Complement dysregulation is increasingly recognized as an important pathogenic driver in a number of clinical disorders. Complement-triggered pathways intertwine with key inflammatory and tissue destructive processes that can either increase the risk of disease or exacerbate pathology in acute or chronic conditions. The launch of the first complement-targeted drugs in the clinic has undeniably stirred the field of complement therapeutic design, providing new insights into complement's contribution to disease pathogenesis and also helping to leverage a more personalized, comprehensive approach to patient management. In this regard, a rapidly expanding toolbox of complement therapeutics is being developed to address unmet clinical needs in several immune-mediated and inflammatory diseases. Elegant approaches employing both surface-directed and fluid-phase inhibitors have exploited diverse components of the complement cascade as putative points of therapeutic intervention. Targeting C3, the central hub of the system, has proven to be a promising strategy for developing biologics as well as small-molecule inhibitors with clinical potential. Complement modulation at the level of C3 has recently shown promise in preclinical primate models, opening up new avenues for therapeutic intervention in both acute and chronic indications fueled by uncontrolled C3 turnover. This review highlights recent developments in the field of complement therapeutics, focusing on C3-directed inhibitors and alternative pathway (AP) regulator-based approaches. Translational perspectives and considerations are discussed, particularly with regard to the structure-guided drug optimization and clinical advancement of a new generation of C3-targeted peptidic inhibitors.

Keywords: AMY-101; C3 convertase; Clinical efficacy; Complement dysregulation; Peptidic C3 inhibitors; Primate models.

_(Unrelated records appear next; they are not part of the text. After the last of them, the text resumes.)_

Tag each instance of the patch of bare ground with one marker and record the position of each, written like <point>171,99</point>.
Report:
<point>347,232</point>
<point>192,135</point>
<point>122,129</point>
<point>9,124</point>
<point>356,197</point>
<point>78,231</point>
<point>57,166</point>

Published by Elsevier GmbH.

Figures

Figure 1

(Panel A) A simplified schematic overview of the complement cascade with points of therapeutic intervention by clinically developed C3 inhibitors. Complement activation on foreign surfaces (e.g. microbial, transplants, biomaterials) or damaged/transformed self surfaces can be triggered by any of the three pathways (classical, lectin, alternative). All pathways converge at the cleavage of the central component, C3, by the C3 convertases. Amplification of the AP is considered a pivotal pathogenic driver in many complement-mediated diseases. Activation of C5 by C5 convertases of both the classical and alternative pathway leads to the release of the proinflammatory mediator C5a and the assembly of the cell-perforating MAC (C5b-9). Convertase-independent cleavage of C3 and C5 by coagulation and fibrinolytic proteases (e.g. plasmin, thrombin) has been implicated as a bypass pathway of complement activation in certain pathophysiological contexts. C3-targeted inhibitors (e.g. Cp40, AMY-101) can provide effective and broad therapeutic control of the cascade by targeting all pathways at the level of C3 and blocking downstream complement effector responses (e.g. C5a generation, MAC assembly). Abbreviations: AP, alternative pathway; MBL, mannose-binding lectin; MASPs, mannose-binding lectin associated proteases; FP, properdin; FB, factor B; FD factor D; MAC, membrane attack complex. (Panel B) Concepts and illustrative examples of C3-targeted therapeutic modulation. Several inhibitory approaches have been developed and are currently in clinical evaluation as C3-targeted therapeutics for various indications. These include: a) systemic or local complement modulation at the level of C3 (e.g. compstatin analogs), b) surface-targeting of fluid-phase complement regulators ( e.g. FH) acting at the level of the AP C3 convertase (e.g. mini-FH variants, CR2-FH fusion constructs:TT30) and c) targeting moieties that recruit endogenous C3 regulators to the complement-opsonized surface (e.g. FH-binding peptides, 5C6). Blue arrows indicate ways by which AP C3 convertase activity can be regulated by natural, chimeric or small-sized C3 inhibitors.